# Connecting two FreeBSD servers via bridged interfaces



## John Delano (Jan 14, 2016)

Is there a way to connect two FreeBSD 10.2 servers via one bridged NIC port from each server. If I connect to a non bridged port on the second server, it seems to work (pings pass through), but if the port on the second server is bridged, information does not pass across the two machines. I really need to get this to work, as I need to add a second PPPoE authentication server, but I need to be able to access the PPPoE devices via the private IP (non routed) for configuration, diagnostics and monitoring.


----------



## JamesElstone (Jan 16, 2016)

Hi John,

Can you provide the output from `ifconfig` on both machines please?

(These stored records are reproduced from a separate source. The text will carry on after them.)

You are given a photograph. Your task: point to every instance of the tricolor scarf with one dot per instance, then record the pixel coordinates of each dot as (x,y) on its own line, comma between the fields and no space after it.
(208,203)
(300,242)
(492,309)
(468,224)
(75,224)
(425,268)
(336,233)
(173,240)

Obsitficate any public address when posting though!

James


----------



## sidetone (Jan 17, 2016)

Connecting two computers directly by ethernet needs a cross-over cable. This way, the output of one side of the wire becomes the input of the other.


----------



## John Delano (Jan 17, 2016)

sidetone said:


> Connecting two computers directly by ethernet needs a cross-over cable. This way, the output of one side of the wire becomes the input of the other.


The NIC does auto crossover. I can pass information between the computers as long as the ports on the two computers are not bridged. If both are bridged, I can't even ping across the ports.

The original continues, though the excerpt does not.